By Savannah Smith  |  12-14-2016   News
Photo credit: The Goldwater

President-elect Donald Trump ran and campaigned on a strong platform for keeping and creating jobs for Americans. While still waiting for his inauguration, the Republican has been busy negotiating with big companies to keep jobs in the U.S. for Americans like what he accomplished with Carrier. Perhaps in response to the top presidential agenda of the incoming president, the CEO of a large software company announces plans to give 25,000 jobs to Americans, a day before meeting Trump in Manhattan.

IBM's CEO Ginni Rometty shares the news in an editorial on Tuesday, saying the first 6,000 people from the planned 25,000 jobs will be hired in 2017, Trump's first year in office. Rometty also said that IBM is also working to invest $1billion in training and development of its U.S. employees in the next four years, or during Trump's first term as President.

Rometty also introduces the emerging worker classification she calls " new collar" which she describes as " not about white versus blue collar jobs, but jobs that employers in many industries demand, but which remain largely unfulfilled". Rometty shares that such is the result of disruptive changes in technology, markets and society which leaders in various industries including business, the government and civil society both in the U.S. and the world need to contend with. Such changes have a major impact on economies and employment.

Rometty also shares that many of these new collar jobs may not even require the conventional college degree. What is important for certain jobs are relevant skills by the workers that may be obtained through vocational training. The CEO reveals that in IBM's offices and operations spread across the U.S., one third of their employees do not possess a four-year college degree.

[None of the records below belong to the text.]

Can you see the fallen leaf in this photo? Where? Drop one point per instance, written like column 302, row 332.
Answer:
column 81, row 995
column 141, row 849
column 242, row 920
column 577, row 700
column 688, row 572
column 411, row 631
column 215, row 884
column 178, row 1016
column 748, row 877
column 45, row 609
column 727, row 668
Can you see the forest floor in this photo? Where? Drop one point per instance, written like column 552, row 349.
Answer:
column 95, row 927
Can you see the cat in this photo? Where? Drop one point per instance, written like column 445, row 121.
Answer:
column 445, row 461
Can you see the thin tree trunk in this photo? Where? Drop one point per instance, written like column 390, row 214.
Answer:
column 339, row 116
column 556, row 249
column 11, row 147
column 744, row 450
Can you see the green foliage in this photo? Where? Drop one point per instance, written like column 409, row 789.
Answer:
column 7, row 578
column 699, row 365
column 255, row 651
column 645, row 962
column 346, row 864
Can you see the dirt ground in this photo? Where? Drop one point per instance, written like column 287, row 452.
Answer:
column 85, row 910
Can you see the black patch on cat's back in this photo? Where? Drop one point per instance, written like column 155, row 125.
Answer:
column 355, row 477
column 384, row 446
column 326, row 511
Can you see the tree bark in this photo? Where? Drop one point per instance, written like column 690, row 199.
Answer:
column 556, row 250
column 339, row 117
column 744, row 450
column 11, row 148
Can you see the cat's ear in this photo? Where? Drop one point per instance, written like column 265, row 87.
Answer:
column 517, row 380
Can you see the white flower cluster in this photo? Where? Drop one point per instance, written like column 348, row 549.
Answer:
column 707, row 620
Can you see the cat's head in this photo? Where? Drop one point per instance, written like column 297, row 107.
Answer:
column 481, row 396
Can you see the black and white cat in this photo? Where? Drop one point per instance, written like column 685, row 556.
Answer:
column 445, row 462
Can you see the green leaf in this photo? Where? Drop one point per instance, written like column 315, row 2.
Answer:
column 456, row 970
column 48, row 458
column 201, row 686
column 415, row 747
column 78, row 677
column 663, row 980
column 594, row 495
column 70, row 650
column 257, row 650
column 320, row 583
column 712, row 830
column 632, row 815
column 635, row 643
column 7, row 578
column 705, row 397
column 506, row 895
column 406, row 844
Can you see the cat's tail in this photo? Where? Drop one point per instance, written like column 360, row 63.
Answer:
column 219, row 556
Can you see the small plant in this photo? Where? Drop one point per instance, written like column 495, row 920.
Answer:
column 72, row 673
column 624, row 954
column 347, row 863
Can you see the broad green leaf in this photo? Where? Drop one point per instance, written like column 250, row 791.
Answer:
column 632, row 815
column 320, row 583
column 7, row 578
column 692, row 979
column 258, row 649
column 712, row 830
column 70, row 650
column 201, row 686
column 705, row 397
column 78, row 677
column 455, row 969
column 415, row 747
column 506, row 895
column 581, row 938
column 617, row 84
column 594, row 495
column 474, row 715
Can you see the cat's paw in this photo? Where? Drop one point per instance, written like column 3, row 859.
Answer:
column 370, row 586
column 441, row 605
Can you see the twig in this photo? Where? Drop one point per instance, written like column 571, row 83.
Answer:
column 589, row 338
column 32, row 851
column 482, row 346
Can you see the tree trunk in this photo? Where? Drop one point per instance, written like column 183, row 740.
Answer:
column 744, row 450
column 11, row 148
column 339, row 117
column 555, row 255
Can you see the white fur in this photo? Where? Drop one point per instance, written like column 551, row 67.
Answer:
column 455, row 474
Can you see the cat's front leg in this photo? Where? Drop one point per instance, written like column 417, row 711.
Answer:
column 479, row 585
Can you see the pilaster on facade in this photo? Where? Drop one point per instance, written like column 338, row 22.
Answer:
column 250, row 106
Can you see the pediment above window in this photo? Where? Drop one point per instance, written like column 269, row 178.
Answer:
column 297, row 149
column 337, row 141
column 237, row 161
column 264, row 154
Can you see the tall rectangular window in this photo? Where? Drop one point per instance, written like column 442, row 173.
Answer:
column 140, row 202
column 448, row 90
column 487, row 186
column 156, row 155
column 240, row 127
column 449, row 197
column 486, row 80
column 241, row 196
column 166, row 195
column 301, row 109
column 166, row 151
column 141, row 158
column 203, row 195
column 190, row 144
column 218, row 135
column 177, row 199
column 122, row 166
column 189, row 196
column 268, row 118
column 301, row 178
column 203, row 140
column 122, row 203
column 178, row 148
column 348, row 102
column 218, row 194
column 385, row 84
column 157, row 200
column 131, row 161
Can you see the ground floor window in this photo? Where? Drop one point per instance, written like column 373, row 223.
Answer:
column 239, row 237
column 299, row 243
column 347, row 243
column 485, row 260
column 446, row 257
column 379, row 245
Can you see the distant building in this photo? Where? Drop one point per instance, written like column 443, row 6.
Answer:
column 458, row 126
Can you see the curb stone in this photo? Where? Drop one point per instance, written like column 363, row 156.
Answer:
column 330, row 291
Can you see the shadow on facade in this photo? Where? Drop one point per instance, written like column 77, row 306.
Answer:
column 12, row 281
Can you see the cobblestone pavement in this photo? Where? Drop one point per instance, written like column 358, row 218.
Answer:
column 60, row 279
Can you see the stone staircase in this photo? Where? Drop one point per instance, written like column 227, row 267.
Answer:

The new strategy of IBM is focused on creating new, permanent jobs, although it would be recalled that earlier this year IBM laid off nearly 14,000 workers. It is not yet clear if their new plans now have something to do - or in response perhaps also- with Trump's vow to prioritize jobs for Americans and keep the U.S. economy healthy.

It is also not yet clear how IBM plans to respond to Trump's call for companies to stop outsourcing U.S. jobs. The technology industry leads in the practice of hiring foreign workers through H-1B visasa. President-elect Trump is set to meet today with tech industry leaders and movers in a technology summit set in New York.